La caída, uno a uno, de los países del bloque
soviético fue, en su momento, un golpe para muchos simpatizantes de la
izquierda. En mi caso, lo fue mucho menos porque desde años atrás estaba en una
ruta que me alejaba, no sólo del “socialismo realmente existente”, sino también
del marxismo como eje de pensamiento.
Lo que es seguro es que no preveía yo una
unificación tan rápida de las dos Alemanias. En un convivio con miembros de la embajada
de la República Federal, un funcionario había comentado, como de paso, que
habría reunificación al año siguiente. Corría septiembre de 1989. A mí me
pareció una conclusión apresurada. En realidad, faltaban menos de dos meses
para que cayera el muro, y el hombre tenía razón.
Vivir
esos momentos desde el periódico era una gozada, por la velocidad con que
corrían las noticias y su valor informativo, desde aquel picnic en la frontera
de Austria y Hungría hasta el fusilamiento de Ceaucescu. Pero recuerdo que en
esos días había varios compañeros que se comportaban como la viuda que todavía
le hace la sopa al marido fallecido. Vivieron, al menos por un rato, el fin del
muro como si fuera el fin del mundo. Todavía no asimilaban lo evidente: que la
población de las naciones satélites vivía su desvinculación de la URSS y del
socialismo “real” como una liberación que no sólo era política: también era
social y, sobre todo, vital.
Estos
compañeros criticaban, sí, los excesos autoritarios que permeaban la vida de
aquellos países, pero en el fondo los tenían como referencia, dentro del mundo
bipolar en el que vivíamos hasta entonces. Y precisamente lo que veían eran
excesos, no la existencia de un sistema intrínsecamente perverso.
De esa
época son algunas de las primeras pláticas que tuve con Taide, cuando empezamos
a convivir.
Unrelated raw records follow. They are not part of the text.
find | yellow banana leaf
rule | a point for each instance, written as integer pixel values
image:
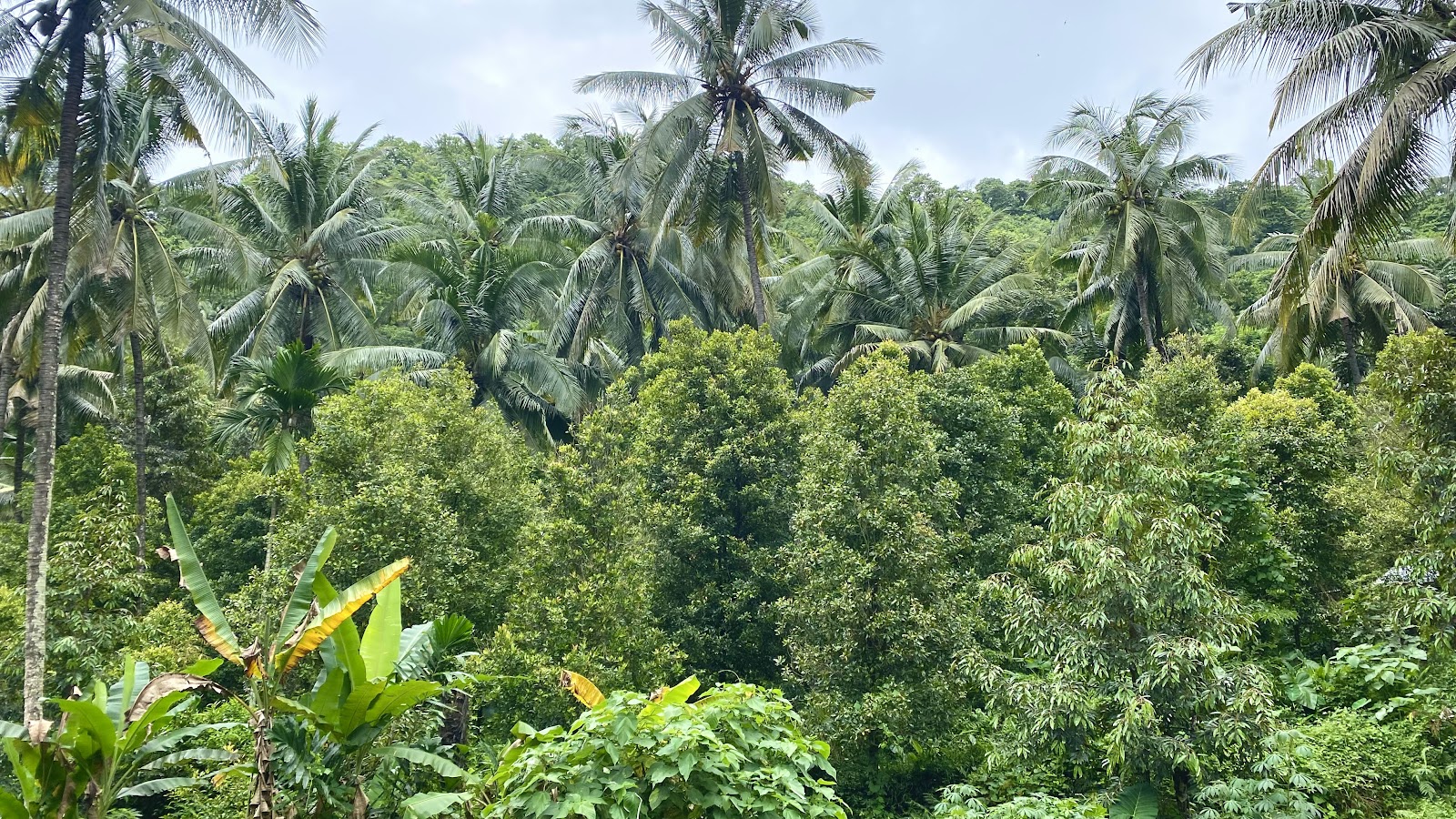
(581, 688)
(339, 611)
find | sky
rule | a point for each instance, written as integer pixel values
(970, 87)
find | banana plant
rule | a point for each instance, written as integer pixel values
(313, 614)
(368, 682)
(120, 742)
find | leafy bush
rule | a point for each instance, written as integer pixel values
(1363, 767)
(737, 753)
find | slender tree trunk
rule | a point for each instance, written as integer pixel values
(7, 366)
(261, 804)
(1145, 309)
(1183, 790)
(1347, 332)
(35, 566)
(138, 445)
(761, 309)
(18, 467)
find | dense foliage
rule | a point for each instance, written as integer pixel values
(1123, 491)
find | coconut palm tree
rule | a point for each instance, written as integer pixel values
(302, 239)
(945, 295)
(1145, 251)
(480, 292)
(126, 280)
(57, 38)
(858, 222)
(1380, 295)
(1370, 84)
(744, 102)
(628, 278)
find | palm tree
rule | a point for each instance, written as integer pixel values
(478, 292)
(302, 238)
(1143, 251)
(274, 402)
(859, 234)
(630, 278)
(1372, 84)
(944, 293)
(746, 102)
(127, 280)
(1380, 295)
(57, 38)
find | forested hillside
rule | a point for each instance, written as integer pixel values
(613, 472)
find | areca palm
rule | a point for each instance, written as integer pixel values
(943, 293)
(477, 290)
(628, 278)
(302, 239)
(53, 41)
(1380, 295)
(276, 399)
(1143, 251)
(858, 220)
(746, 102)
(1372, 84)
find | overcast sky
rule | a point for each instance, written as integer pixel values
(970, 87)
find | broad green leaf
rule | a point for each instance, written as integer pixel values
(380, 643)
(12, 807)
(427, 804)
(204, 668)
(419, 756)
(86, 719)
(160, 785)
(302, 598)
(356, 707)
(1138, 802)
(344, 643)
(211, 624)
(339, 611)
(399, 698)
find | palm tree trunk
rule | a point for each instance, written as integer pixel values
(44, 460)
(1145, 317)
(761, 309)
(1347, 332)
(18, 467)
(7, 368)
(138, 445)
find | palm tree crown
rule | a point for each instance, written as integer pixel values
(1143, 249)
(744, 102)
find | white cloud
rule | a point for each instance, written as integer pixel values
(967, 86)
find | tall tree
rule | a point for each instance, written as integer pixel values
(630, 278)
(276, 401)
(480, 292)
(1385, 290)
(1145, 249)
(1126, 646)
(1370, 84)
(1368, 295)
(744, 102)
(302, 239)
(127, 280)
(57, 36)
(945, 293)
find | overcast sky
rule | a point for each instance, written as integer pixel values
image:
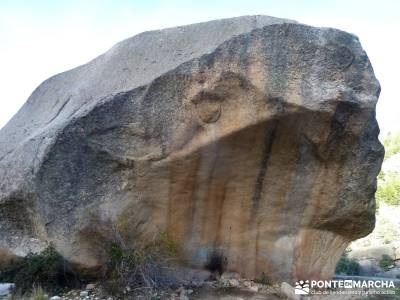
(40, 38)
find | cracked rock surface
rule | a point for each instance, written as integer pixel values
(252, 138)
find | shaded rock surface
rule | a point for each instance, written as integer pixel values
(251, 141)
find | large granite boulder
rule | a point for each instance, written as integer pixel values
(251, 138)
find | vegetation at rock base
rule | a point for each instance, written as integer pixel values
(131, 264)
(386, 261)
(347, 266)
(144, 268)
(46, 270)
(388, 189)
(391, 141)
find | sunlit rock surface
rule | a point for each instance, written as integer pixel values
(252, 138)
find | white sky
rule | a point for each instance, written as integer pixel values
(40, 38)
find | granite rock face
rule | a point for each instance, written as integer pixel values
(252, 138)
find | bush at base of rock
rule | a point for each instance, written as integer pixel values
(46, 269)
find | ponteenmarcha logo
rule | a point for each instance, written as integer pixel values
(302, 287)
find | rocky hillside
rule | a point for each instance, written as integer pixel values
(247, 145)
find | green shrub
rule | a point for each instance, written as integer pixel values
(38, 294)
(46, 270)
(386, 261)
(391, 141)
(140, 267)
(347, 266)
(263, 279)
(389, 189)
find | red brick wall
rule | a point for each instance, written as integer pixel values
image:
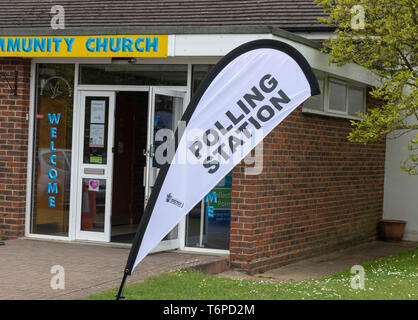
(317, 193)
(13, 147)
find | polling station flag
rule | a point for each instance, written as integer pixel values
(245, 96)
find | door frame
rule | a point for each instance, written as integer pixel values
(79, 92)
(107, 169)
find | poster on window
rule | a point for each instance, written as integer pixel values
(98, 108)
(97, 136)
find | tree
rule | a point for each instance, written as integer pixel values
(380, 35)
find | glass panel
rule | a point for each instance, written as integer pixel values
(213, 233)
(134, 74)
(355, 100)
(337, 96)
(93, 205)
(167, 114)
(208, 223)
(95, 130)
(52, 149)
(199, 72)
(317, 102)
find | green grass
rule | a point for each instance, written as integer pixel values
(395, 277)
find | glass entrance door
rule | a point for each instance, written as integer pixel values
(95, 165)
(165, 111)
(96, 156)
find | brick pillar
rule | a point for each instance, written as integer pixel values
(317, 192)
(13, 147)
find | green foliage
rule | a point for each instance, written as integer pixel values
(387, 278)
(386, 43)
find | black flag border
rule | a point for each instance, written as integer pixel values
(244, 48)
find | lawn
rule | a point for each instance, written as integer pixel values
(394, 277)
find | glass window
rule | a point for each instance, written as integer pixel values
(52, 149)
(95, 130)
(355, 100)
(199, 72)
(317, 102)
(93, 205)
(337, 96)
(208, 224)
(134, 74)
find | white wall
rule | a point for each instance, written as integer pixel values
(401, 191)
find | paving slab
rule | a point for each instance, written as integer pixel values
(25, 267)
(328, 264)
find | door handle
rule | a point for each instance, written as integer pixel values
(148, 152)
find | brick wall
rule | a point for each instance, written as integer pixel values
(317, 193)
(13, 147)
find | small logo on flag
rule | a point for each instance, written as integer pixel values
(176, 202)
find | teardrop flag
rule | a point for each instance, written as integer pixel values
(244, 97)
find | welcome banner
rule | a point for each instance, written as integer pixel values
(245, 96)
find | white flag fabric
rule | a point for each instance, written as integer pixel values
(245, 96)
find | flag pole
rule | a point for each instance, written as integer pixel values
(119, 294)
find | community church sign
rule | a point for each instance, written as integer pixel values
(85, 46)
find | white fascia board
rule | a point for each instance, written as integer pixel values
(316, 35)
(210, 45)
(218, 45)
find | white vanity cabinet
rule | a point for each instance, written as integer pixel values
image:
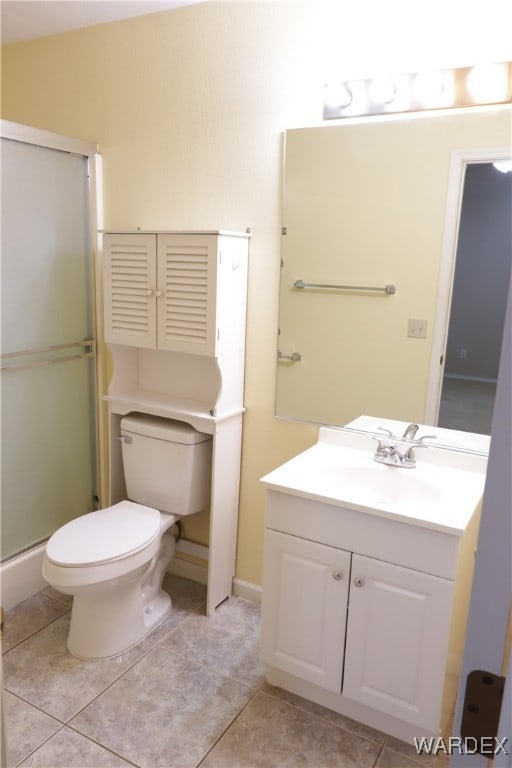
(305, 608)
(171, 290)
(364, 608)
(397, 637)
(174, 319)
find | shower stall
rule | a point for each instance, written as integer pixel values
(48, 373)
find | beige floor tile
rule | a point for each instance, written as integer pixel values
(326, 714)
(68, 749)
(408, 752)
(27, 727)
(187, 598)
(43, 672)
(29, 617)
(165, 711)
(228, 642)
(270, 732)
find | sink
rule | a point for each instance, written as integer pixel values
(441, 492)
(382, 485)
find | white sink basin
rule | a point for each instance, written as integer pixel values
(442, 491)
(382, 485)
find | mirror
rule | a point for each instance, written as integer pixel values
(364, 207)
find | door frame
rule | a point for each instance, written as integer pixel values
(460, 159)
(28, 135)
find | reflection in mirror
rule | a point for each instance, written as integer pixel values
(479, 300)
(365, 205)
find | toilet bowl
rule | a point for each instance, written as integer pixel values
(113, 560)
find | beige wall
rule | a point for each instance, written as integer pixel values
(365, 204)
(189, 107)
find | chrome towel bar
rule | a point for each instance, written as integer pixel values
(388, 289)
(34, 358)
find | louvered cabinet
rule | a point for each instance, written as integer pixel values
(174, 321)
(162, 290)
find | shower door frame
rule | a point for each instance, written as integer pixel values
(25, 583)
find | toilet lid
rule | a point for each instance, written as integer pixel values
(105, 535)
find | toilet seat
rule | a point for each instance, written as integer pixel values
(104, 536)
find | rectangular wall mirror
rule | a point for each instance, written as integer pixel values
(379, 202)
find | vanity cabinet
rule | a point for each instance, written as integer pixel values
(353, 625)
(171, 290)
(397, 636)
(364, 609)
(305, 608)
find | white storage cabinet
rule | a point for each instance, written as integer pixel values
(174, 320)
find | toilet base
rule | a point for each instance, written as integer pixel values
(108, 623)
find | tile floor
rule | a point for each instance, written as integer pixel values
(192, 694)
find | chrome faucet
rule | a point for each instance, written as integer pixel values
(399, 451)
(410, 432)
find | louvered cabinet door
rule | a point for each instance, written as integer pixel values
(130, 289)
(187, 284)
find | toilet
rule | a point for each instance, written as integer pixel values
(113, 560)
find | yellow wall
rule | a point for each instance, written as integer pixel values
(364, 204)
(189, 107)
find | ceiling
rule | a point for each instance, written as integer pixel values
(27, 19)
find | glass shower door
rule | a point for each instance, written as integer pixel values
(48, 379)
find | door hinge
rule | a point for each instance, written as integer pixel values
(482, 709)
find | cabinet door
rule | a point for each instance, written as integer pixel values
(304, 608)
(397, 639)
(130, 289)
(187, 283)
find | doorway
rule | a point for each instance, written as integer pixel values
(472, 293)
(479, 301)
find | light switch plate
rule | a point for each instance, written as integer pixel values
(417, 328)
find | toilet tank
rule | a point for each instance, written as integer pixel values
(167, 464)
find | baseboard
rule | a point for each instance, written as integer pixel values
(462, 377)
(197, 572)
(22, 577)
(247, 590)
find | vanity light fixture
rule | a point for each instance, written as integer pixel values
(462, 87)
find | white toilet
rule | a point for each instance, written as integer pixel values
(113, 561)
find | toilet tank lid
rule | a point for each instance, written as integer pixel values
(164, 429)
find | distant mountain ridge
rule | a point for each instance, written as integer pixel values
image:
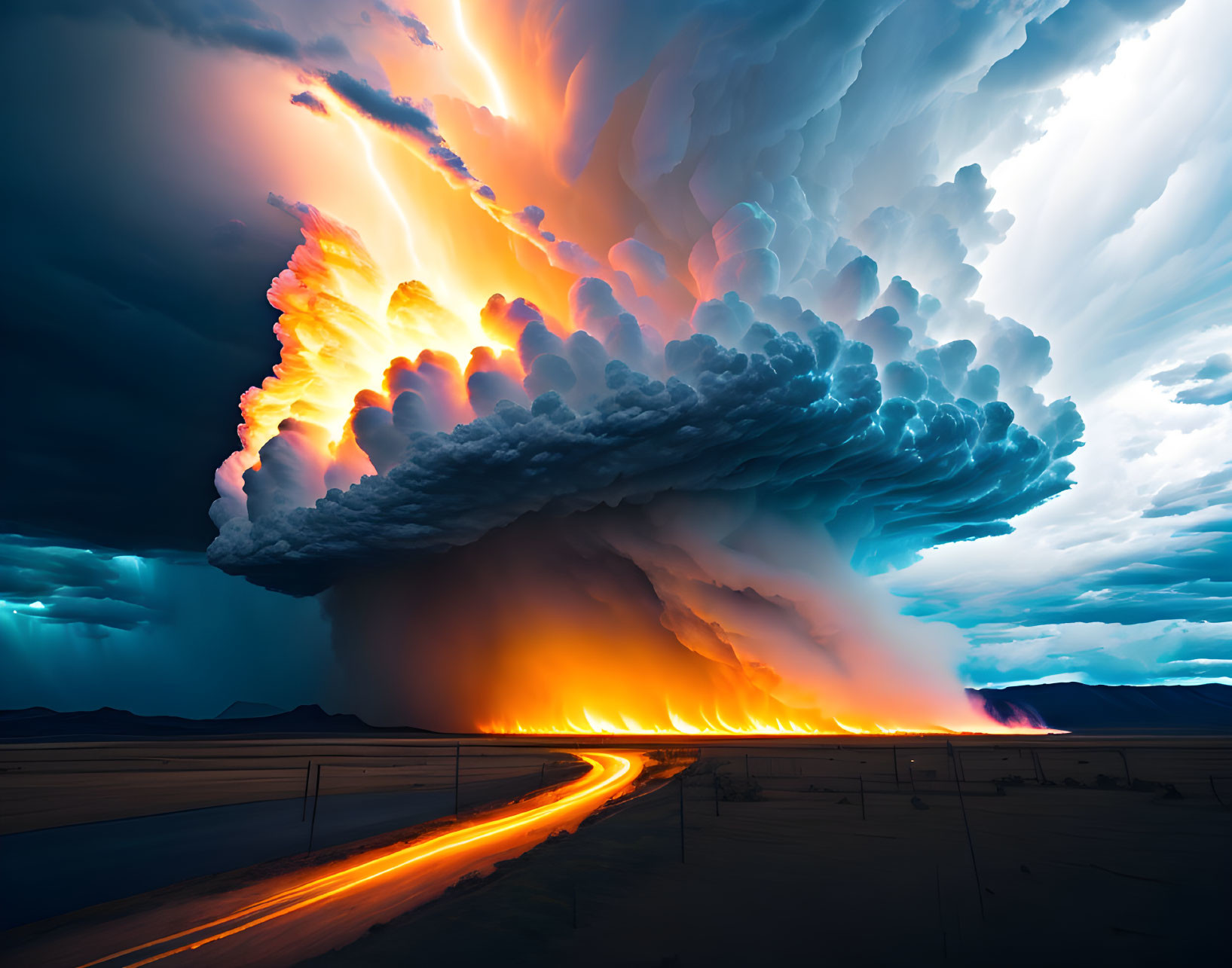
(1078, 707)
(242, 710)
(38, 723)
(1072, 706)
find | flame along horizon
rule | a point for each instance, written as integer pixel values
(356, 343)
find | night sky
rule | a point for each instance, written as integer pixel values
(145, 138)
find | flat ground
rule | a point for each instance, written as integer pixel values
(81, 824)
(1084, 872)
(1081, 850)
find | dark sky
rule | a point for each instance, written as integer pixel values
(135, 313)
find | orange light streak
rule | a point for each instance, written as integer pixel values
(610, 774)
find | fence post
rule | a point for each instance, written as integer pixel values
(681, 776)
(971, 846)
(457, 772)
(304, 813)
(940, 914)
(316, 797)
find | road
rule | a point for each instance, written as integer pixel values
(64, 869)
(286, 919)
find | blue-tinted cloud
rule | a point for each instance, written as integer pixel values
(1209, 383)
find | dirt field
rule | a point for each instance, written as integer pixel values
(1084, 872)
(1055, 850)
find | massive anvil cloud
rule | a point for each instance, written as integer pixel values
(769, 347)
(799, 420)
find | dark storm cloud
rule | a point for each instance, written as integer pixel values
(888, 478)
(1188, 576)
(131, 316)
(83, 627)
(60, 584)
(1212, 380)
(237, 23)
(306, 99)
(414, 27)
(1081, 33)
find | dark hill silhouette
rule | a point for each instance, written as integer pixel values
(242, 710)
(1078, 707)
(38, 723)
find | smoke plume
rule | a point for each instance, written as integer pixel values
(652, 509)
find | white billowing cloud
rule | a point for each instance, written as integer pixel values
(1123, 234)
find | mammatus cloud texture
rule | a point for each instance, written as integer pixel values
(741, 270)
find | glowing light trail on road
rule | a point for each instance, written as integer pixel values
(472, 840)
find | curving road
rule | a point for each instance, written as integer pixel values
(285, 921)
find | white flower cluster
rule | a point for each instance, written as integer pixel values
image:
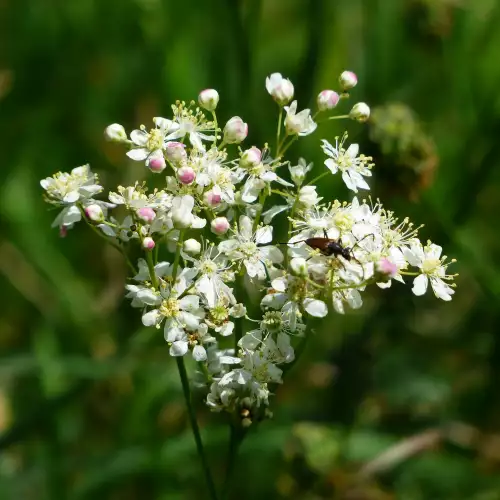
(212, 217)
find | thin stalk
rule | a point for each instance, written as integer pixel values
(235, 439)
(194, 427)
(278, 132)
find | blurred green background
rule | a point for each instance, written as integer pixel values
(399, 400)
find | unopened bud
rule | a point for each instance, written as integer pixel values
(115, 132)
(235, 130)
(327, 99)
(348, 80)
(146, 214)
(148, 243)
(385, 270)
(186, 175)
(208, 99)
(220, 225)
(192, 246)
(212, 199)
(298, 267)
(281, 89)
(157, 164)
(360, 112)
(251, 157)
(175, 151)
(94, 213)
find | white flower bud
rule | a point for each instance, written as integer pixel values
(148, 243)
(146, 214)
(298, 267)
(281, 89)
(220, 225)
(94, 213)
(186, 175)
(327, 99)
(348, 80)
(192, 246)
(175, 151)
(115, 133)
(251, 157)
(157, 164)
(208, 99)
(235, 130)
(360, 112)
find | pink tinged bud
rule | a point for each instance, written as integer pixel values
(146, 214)
(186, 175)
(157, 164)
(251, 157)
(175, 151)
(208, 99)
(360, 112)
(386, 268)
(348, 80)
(235, 130)
(94, 213)
(213, 199)
(148, 243)
(327, 99)
(220, 225)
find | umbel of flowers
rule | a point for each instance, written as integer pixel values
(208, 231)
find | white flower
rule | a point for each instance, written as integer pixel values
(244, 248)
(150, 145)
(299, 172)
(64, 189)
(433, 268)
(212, 269)
(281, 89)
(299, 123)
(352, 166)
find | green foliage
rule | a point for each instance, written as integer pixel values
(90, 402)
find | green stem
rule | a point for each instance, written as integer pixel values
(235, 439)
(178, 254)
(278, 132)
(194, 426)
(151, 267)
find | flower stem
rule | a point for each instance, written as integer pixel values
(194, 426)
(278, 132)
(235, 439)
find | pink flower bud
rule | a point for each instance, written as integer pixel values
(235, 130)
(94, 213)
(327, 99)
(148, 243)
(175, 151)
(213, 199)
(157, 164)
(360, 112)
(220, 225)
(208, 99)
(186, 175)
(386, 269)
(146, 214)
(348, 80)
(251, 157)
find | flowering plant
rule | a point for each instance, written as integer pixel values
(212, 222)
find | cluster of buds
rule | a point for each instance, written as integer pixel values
(210, 226)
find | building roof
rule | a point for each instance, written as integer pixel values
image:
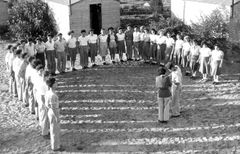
(220, 2)
(69, 2)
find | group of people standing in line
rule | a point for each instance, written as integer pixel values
(188, 57)
(33, 83)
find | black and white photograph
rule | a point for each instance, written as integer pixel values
(119, 76)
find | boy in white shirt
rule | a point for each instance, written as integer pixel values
(50, 55)
(205, 54)
(178, 50)
(30, 48)
(41, 89)
(29, 86)
(121, 43)
(16, 68)
(83, 43)
(177, 80)
(8, 63)
(92, 41)
(22, 73)
(72, 49)
(136, 40)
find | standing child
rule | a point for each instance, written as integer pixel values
(92, 41)
(186, 52)
(205, 54)
(161, 42)
(136, 40)
(176, 74)
(112, 43)
(163, 83)
(22, 73)
(129, 41)
(153, 45)
(216, 63)
(40, 51)
(28, 94)
(121, 43)
(146, 46)
(83, 43)
(178, 50)
(170, 47)
(16, 68)
(50, 55)
(194, 56)
(8, 62)
(103, 48)
(52, 103)
(72, 49)
(41, 89)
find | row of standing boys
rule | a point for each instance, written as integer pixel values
(35, 87)
(191, 58)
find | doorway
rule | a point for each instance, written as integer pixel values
(96, 17)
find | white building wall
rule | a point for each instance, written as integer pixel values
(61, 14)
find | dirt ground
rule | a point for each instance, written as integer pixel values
(113, 109)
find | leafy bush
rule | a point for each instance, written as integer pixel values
(214, 28)
(31, 19)
(4, 32)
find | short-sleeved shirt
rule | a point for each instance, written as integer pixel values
(49, 45)
(141, 36)
(129, 35)
(205, 52)
(161, 40)
(163, 83)
(40, 48)
(83, 41)
(186, 48)
(179, 44)
(195, 50)
(72, 42)
(60, 45)
(51, 99)
(170, 42)
(177, 75)
(136, 36)
(30, 49)
(153, 38)
(120, 37)
(146, 37)
(103, 38)
(217, 55)
(92, 39)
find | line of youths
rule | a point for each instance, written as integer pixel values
(35, 88)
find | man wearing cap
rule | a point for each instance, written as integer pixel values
(83, 43)
(50, 55)
(129, 41)
(72, 48)
(60, 46)
(92, 40)
(30, 48)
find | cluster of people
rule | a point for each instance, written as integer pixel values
(190, 57)
(33, 83)
(35, 87)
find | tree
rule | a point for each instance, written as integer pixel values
(157, 7)
(31, 19)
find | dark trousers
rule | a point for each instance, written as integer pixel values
(129, 44)
(41, 57)
(93, 51)
(51, 63)
(121, 48)
(84, 56)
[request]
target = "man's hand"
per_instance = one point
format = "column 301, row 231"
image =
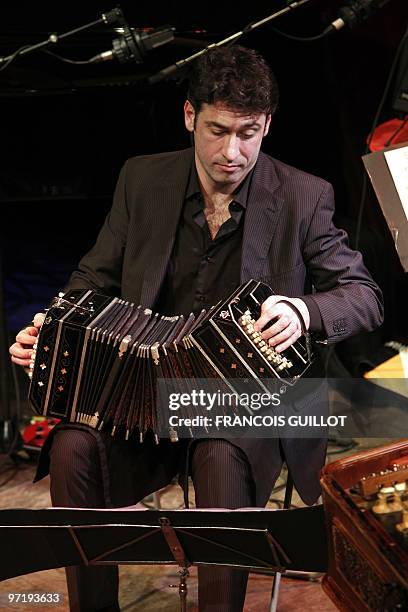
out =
column 287, row 328
column 22, row 349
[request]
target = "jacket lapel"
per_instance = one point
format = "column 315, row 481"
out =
column 261, row 218
column 167, row 198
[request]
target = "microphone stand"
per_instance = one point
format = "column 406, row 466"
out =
column 174, row 68
column 8, row 420
column 109, row 18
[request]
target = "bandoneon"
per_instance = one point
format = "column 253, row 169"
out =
column 98, row 358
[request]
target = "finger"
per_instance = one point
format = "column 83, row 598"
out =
column 38, row 319
column 280, row 323
column 27, row 336
column 266, row 309
column 283, row 335
column 23, row 362
column 16, row 350
column 284, row 345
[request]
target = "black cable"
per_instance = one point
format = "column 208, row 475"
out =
column 13, row 57
column 67, row 60
column 300, row 38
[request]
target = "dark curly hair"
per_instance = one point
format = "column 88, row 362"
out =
column 237, row 76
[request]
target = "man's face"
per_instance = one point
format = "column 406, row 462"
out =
column 227, row 143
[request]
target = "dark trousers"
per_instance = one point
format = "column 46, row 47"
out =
column 222, row 478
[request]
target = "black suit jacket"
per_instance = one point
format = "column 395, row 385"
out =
column 289, row 242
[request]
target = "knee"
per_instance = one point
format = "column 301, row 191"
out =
column 217, row 456
column 70, row 449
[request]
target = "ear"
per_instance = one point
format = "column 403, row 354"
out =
column 267, row 124
column 189, row 116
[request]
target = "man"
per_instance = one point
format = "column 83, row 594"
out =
column 184, row 230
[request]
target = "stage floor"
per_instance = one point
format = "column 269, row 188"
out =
column 146, row 588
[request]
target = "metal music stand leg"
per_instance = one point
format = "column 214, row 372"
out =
column 180, row 557
column 277, row 576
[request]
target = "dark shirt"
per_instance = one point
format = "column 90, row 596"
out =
column 203, row 271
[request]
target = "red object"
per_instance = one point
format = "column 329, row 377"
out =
column 389, row 133
column 36, row 433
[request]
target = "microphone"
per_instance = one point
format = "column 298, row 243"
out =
column 355, row 12
column 134, row 44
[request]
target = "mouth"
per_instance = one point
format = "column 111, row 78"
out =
column 228, row 167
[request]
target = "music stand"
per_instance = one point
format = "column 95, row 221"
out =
column 252, row 539
column 388, row 197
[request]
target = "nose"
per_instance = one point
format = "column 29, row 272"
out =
column 230, row 147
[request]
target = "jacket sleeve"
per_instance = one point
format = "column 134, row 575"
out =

Ella tenía la frescura de no haber militado en ninguna organización
socialista y de haber leído textos marxistas como parte del currículum escolar,
no con la devoción con que los devoramos muchos de la generación anterior a
ella.
Una
cosa que se quedó de esas conversaciones fue que ella dijo que había mucha
crueldad en la idea de hacer que la historia avanzara sin miramientos. Que
había un enorme desprecio a las vidas individuales de las personas. Y que, si quienes
habían seguido de manera dogmática el ideal comunista no hacían cuentas con ese
desprecio y esa crueldad, no serían capaces de superar el trauma, ni de
convertirse en buenas personas, porque en realidad no lo habían sido, aunque
sus ideales fueran buenos y pensaran en una humanidad mejor.
El caso
es que la mayoría de mis compañeros y amigos habían asociado la lucha por el socialismo
con la lucha por la democracia, así que ni les resultó tan difícil entender el
hartazgo social que llevó al fin de aquel sistema, ni hacerse cargo de que las
contrahechuras del sistema comunista eran insalvables. Algunos de ellos no tuvieron siquiera una pizca de nostalgia (que, confieso, yo sí he llegado a tener cuando suena La Internacional).
El
proceso que siguieron no fue lineal ni generalizado -a varios nos gusta citar a
Trotsky fuera de contexto y decir que su desarrollo fue “desigual y combinado-.
Pocos meses más tarde me invitaron a firmar un desplegado crítico-petitorio
respecto a la Revolución Cubana. En sus primeros párrafos tenía un elogio
inmerecido a los supuestos logros revolucionarios, para luego irse al tema, con
una posición que de seguro molestaría a la nomenklatura de la isla. Me negué,
con el argumento de que los dulcecitos innecesarios del principio desmerecían
el resto del contenido. Percibí que había un cierto miedo a la ruptura de
verdad.
Había, por
otra parte, otros militantes de izquierda para los que la vía democrática era
tan solo una coartada para alcanzar el poder. Ellos no se hicieron cargo de los
errores de fondo que ellos compartían con los regímenes caídos y pasaron de la
negación al duelo y de nuevo a la negación. Siguieron oficiando en una iglesia
derrumbada. Y allí siguen, haciendo daño.